For the past years my ongoing ethical dilemma is, if using animals for the human benefit is good or bad in the sense described above, where there is no clear framing of good or bad.
As a person, I tend to idealize a lot of my reality so I’m easily disappointed when I discover the contrary. So, the same way for some time, I idealized the concept of a “vegan world”, but not in the naive way, really believing that this is going to happen (at least not in my lifetime…).
But I did think for some time that people will become vegan if you show them what is right.
When thinking about the vegan lifestyle, the principle of non-harming looks pretty straight forward to me, as using animals in our interest (food or clothing by killing or exploiting them) it sounds like the opposite, since the practices around animal exploitation involves different levels of harming.
During my vegan becoming I felt like a child that is fist educated by his parents about life principles and how life should be and taking things as they were given to me (what I mean here, is that I initially adhered to the common concepts defined by the vegan community).
It feels now that I’m heading to my vegan adulthood and I don’t think anymore that the world should go vegan.
I came to a point where I sometimes see different shades of gray depending of the circumstances.
Let me give you an example from a recent personal experience, when I went on a day trip to the Danube Delta. During the day, as part of the experience, we had included a meal in a fisherman’s village. (Don’t you worry! They prepared a vegan meal for me as I asked for it in advance 🙂 ). Both dishes were based on fish and it was one of the “benefits” of the trip – to experience a “traditional meal”.
During the trip I was thinking how I feel about the overall fish culture as many discussions and jokes were made about fish and the wild ducks and how good they would taste in different dishes. And this is when I realized that I don’t mind people eating fish… but I mind the attitude!
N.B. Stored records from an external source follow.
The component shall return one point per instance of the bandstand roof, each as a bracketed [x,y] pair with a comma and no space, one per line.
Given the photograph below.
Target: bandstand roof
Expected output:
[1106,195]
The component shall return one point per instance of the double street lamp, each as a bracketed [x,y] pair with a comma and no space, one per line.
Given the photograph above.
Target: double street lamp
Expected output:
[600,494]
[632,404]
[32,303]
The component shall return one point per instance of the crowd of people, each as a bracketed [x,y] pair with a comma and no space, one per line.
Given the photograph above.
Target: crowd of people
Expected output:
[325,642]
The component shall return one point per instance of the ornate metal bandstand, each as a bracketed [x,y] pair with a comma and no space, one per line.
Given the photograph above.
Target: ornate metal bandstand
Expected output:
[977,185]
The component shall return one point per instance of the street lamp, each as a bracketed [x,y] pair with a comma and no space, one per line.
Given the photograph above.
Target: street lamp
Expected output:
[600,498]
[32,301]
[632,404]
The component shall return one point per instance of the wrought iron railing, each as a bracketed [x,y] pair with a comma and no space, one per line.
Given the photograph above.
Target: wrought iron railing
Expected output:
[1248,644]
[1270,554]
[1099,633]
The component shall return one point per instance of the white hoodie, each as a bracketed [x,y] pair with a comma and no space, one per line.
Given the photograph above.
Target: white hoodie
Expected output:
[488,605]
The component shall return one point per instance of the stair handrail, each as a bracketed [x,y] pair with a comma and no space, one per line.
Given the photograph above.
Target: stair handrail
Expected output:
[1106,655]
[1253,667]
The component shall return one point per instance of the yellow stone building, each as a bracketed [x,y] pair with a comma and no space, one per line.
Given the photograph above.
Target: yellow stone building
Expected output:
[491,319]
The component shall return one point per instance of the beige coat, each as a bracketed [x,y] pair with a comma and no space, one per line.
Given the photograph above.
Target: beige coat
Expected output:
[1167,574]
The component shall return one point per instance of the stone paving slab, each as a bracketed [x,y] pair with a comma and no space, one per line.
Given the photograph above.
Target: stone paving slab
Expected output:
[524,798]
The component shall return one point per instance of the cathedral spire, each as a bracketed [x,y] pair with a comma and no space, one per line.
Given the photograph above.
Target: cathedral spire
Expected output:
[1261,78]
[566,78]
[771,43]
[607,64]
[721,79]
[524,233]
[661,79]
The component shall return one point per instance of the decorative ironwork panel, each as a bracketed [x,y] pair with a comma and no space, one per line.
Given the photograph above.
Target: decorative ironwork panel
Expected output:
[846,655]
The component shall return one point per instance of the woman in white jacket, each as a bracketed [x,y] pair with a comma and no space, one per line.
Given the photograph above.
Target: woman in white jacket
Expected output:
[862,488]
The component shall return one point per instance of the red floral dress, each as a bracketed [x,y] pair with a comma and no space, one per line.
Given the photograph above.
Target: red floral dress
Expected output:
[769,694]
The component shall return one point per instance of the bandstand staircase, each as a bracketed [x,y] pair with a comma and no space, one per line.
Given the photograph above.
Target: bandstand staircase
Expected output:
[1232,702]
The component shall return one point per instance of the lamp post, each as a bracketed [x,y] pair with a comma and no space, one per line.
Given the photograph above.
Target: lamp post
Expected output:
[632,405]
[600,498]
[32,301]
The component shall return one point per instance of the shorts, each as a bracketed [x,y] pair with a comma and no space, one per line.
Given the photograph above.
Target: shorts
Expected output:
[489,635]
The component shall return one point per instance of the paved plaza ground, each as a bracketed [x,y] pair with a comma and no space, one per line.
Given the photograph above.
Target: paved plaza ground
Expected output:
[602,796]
And when I say I don’t mind people eating fish, I’m referring to the fisherman and their family if this is their means of living.
I do mind tourists and restaurants exploiting something that has become a brand and a source of income, not a means of living. I was also a bit disturbed by the dissonance of my fellow travelers who were partly in awe about what they were seeing and strongly amused about any joke related on the taste of the duck they just saw.
Not everyone has the means to be vegan. But the majority of us have the luck and the circumstances to do the right thing and to choose the non-harming path as much as possible.
Every time when I think that people should go vegan or I share my experience with the intent to influence people, I’m trying to be mindful and understand the circumstances of that specific case.
So, the isolated lifestyle of the communities in the Danube Delta, or in the parts of the world where plant based food is not easy to obtain, are cases where I tend to see things in a gray perspective and I feel like those people do take the best choice in their ethical dilemma when eating fish.
But in the world I’m living in, it’s discouraging and it saddens me that we are not choosing to exert the principle of non-harming when it’s so easy.